Genetics and Cataracts at Birth
Not all cataracts are acquired. About 1 in 5 cases of congenital cataracts (those present at birth) have a family history of the condition, and recent research suggests genetic causes account for the majority of cases where both eyes are affected. Cataracts can also appear as part of chromosomal conditions like Down syndrome.
Infections during pregnancy are another cause of congenital cataracts. The infections most strongly linked to this risk include rubella (German measles), toxoplasmosis (a parasitic infection), cytomegalovirus, chickenpox, and herpes simplex virus. Rubella was historically the most significant cause, though widespread vaccination has made it rare in many countries. These infections can interfere with normal lens development during critical stages of fetal growth.
Other Contributing Factors
Smoking accelerates protein damage in the lens through direct oxidative stress, roughly doubling or tripling cataract risk depending on how heavily and how long someone smokes. Heavy alcohol use has a similar though somewhat weaker association. Obesity increases risk partly through its connection to diabetes and chronic low-grade inflammation. Radiation therapy to the head or upper body can damage the lens, with cataracts sometimes developing months to years after treatment.

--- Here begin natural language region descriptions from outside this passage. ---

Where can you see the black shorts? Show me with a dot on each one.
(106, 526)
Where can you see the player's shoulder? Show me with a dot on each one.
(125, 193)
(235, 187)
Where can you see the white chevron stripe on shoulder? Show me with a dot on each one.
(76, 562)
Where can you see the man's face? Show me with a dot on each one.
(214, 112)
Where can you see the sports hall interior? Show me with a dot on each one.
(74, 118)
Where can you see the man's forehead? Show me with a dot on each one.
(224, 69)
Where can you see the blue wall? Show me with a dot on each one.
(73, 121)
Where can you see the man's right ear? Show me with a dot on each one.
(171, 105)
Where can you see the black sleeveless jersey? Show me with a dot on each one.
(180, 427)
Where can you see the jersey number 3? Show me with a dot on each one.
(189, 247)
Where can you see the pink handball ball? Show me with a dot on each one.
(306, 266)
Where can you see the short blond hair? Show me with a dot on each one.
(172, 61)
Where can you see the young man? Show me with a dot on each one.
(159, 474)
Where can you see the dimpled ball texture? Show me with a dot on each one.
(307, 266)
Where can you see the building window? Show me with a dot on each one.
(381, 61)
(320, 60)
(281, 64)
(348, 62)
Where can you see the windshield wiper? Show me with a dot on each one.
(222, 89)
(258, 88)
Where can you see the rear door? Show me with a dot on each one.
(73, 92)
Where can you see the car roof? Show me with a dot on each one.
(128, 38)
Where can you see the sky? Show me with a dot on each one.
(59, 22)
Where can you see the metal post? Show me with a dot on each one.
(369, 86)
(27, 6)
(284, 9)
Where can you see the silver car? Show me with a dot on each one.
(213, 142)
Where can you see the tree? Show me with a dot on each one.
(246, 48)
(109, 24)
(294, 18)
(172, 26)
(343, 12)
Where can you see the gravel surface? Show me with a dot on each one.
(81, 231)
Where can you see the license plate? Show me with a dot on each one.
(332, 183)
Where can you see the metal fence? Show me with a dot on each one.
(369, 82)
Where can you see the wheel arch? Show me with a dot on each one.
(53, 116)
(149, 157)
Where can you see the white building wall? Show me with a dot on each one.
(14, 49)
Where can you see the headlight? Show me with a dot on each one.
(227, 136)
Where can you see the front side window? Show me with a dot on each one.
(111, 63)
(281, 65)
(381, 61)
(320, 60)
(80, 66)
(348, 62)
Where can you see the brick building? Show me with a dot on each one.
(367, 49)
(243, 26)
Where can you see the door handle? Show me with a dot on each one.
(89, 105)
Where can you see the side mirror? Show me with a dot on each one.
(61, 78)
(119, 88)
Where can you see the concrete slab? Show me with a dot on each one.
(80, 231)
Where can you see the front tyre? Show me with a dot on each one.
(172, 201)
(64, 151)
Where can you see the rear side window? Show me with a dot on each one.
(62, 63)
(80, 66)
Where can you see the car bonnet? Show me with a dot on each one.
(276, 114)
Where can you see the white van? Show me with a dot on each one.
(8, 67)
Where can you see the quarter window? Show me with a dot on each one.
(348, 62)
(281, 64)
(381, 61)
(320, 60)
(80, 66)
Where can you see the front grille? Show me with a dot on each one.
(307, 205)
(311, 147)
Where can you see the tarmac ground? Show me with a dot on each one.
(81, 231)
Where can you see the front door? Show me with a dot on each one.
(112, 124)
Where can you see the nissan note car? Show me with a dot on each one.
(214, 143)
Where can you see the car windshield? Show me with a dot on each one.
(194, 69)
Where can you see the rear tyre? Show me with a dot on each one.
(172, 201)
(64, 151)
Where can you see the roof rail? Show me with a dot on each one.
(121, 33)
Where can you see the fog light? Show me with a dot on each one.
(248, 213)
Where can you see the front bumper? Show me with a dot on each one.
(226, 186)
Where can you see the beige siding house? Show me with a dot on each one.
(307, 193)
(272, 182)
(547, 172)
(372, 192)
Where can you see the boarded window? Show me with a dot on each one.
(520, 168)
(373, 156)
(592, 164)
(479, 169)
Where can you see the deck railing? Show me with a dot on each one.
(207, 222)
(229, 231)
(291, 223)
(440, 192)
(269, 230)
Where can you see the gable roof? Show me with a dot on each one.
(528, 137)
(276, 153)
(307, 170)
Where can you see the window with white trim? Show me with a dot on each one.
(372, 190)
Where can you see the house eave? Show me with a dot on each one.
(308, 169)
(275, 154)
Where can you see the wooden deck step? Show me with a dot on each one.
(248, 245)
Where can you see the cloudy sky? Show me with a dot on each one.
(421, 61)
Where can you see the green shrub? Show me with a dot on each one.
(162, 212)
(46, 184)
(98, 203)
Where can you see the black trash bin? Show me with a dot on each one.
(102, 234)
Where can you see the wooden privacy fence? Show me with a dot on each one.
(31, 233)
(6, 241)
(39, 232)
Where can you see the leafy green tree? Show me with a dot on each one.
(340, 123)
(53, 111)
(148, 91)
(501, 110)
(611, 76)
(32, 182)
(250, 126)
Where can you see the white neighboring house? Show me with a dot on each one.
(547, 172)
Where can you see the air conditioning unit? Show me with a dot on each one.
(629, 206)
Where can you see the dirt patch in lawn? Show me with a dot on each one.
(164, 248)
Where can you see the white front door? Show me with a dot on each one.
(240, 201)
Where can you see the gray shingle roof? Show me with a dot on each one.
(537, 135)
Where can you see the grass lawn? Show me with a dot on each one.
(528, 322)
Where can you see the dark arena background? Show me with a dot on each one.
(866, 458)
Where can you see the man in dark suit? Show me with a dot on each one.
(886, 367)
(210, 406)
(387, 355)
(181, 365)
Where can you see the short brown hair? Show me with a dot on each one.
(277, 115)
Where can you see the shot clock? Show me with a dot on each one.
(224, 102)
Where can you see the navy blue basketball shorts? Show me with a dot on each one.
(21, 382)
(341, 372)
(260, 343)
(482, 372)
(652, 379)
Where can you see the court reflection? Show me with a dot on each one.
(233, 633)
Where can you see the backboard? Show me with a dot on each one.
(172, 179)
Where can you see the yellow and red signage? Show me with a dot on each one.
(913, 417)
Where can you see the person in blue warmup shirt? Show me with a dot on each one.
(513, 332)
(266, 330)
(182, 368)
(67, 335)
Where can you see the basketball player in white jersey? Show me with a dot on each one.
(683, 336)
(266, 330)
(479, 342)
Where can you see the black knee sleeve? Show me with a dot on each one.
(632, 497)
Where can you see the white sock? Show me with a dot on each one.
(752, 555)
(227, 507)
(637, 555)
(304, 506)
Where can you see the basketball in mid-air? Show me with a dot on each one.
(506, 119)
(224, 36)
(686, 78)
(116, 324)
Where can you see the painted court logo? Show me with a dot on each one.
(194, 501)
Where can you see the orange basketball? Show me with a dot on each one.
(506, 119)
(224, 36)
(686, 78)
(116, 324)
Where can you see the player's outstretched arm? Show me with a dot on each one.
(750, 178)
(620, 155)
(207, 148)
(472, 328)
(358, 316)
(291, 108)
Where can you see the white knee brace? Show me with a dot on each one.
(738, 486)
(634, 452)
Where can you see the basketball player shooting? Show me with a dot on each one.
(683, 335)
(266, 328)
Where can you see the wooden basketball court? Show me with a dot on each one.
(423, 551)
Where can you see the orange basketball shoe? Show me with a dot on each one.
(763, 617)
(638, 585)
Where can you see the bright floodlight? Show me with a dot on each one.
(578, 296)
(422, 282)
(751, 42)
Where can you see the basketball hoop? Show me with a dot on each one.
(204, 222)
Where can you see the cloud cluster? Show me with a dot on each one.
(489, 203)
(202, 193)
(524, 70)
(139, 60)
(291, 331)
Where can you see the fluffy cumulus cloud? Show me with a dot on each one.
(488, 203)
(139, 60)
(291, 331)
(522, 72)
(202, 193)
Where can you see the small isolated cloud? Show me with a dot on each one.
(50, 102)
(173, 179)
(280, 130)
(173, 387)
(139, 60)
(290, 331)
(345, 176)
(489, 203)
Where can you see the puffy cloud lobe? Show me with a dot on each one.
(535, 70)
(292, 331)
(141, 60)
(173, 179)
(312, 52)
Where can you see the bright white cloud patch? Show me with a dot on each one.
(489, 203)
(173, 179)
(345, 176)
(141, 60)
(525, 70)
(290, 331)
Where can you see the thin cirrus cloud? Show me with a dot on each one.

Severe nearsightedness (myopia) is independently associated with earlier cataract formation, likely because the structural differences in highly myopic eyes alter the lens’s metabolic environment. Nutritional deficiencies, particularly in antioxidants like vitamins C and E, may remove a layer of protection against the oxidative damage that drives protein clumping, though the evidence for supplements preventing cataracts remains mixed.